Pour comprendre ce gel deux années de suite, il faut revenir sur la manière dont est calculé le plafond de la Sécurité sociale. Ce dernier est fixé chaque année au 1er janvier en tenant compte de l’évolution du salaire moyen par tête (SMPT) de l’année N-1. Or, ce dernier a baissé de 4,9 % en raison du chômage partiel en 2020 et devrait augmenter de 4,8 % en 2021, selon les prévisions. « L’évolution prévue du SMPT étant insuffisante pour aboutir à un PASS 2022 supérieur à celui de 2021 », le montant du plafond doit rester figer, indiquait la Commission des comptes de la Sécurité sociale dans son rapport.

Quelles conséquences sur les prestations sociales ?

Mais ce gel des montants a des conséquences pour le calcul de certaines prestations sociales. Le PASS est, en effet, utilisé comme base pour le calcul du montant maximal des prestations suivantes :

  • les indemnités journalières pour maladie, accident du travail, maternité, paternité ;
  • les pensions d'invalidité ;
  • les pensions d'assurance vieillesse du régime général.

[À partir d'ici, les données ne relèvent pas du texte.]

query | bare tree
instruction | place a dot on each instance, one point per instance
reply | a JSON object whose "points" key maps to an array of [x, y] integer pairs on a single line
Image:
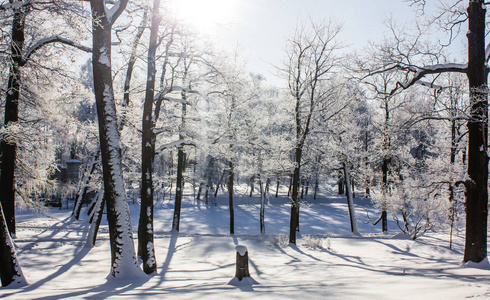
{"points": [[123, 256], [145, 229], [476, 71], [310, 60]]}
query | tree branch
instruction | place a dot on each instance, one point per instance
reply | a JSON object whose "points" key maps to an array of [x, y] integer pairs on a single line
{"points": [[50, 40], [427, 70], [116, 11]]}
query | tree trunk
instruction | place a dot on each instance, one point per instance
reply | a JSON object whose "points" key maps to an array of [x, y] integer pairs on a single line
{"points": [[252, 179], [350, 202], [340, 184], [262, 206], [230, 198], [277, 187], [123, 257], [82, 191], [242, 270], [294, 222], [146, 249], [131, 62], [8, 148], [10, 272], [96, 219], [384, 219], [315, 191], [179, 187], [477, 187]]}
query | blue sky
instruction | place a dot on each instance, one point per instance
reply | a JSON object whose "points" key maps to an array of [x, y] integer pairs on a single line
{"points": [[261, 27]]}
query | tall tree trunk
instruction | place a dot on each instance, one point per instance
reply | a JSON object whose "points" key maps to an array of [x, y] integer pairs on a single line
{"points": [[277, 187], [146, 249], [340, 184], [8, 148], [294, 222], [262, 206], [384, 218], [230, 196], [179, 188], [10, 272], [96, 219], [131, 62], [350, 201], [477, 187], [82, 191], [123, 257]]}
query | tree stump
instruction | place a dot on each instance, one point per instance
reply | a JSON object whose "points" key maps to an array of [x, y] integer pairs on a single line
{"points": [[241, 262]]}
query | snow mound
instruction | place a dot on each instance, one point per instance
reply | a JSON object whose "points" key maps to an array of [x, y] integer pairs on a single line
{"points": [[483, 265], [246, 281]]}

Pour les employeurs, il permet aussi de calculer :

  • les cotisations sociales sur le salaire, l'assurance vieillesse, le chômage, les régimes complémentaires de retraite ;
  • les seuils d'exonération fiscale et sociale des indemnités de rupture ;
  • le montant minimum de l’indemnité versée aux étudiants effectuant un stage d’au moins deux mois ;
  • la contribution au fonds national d'aide au logement.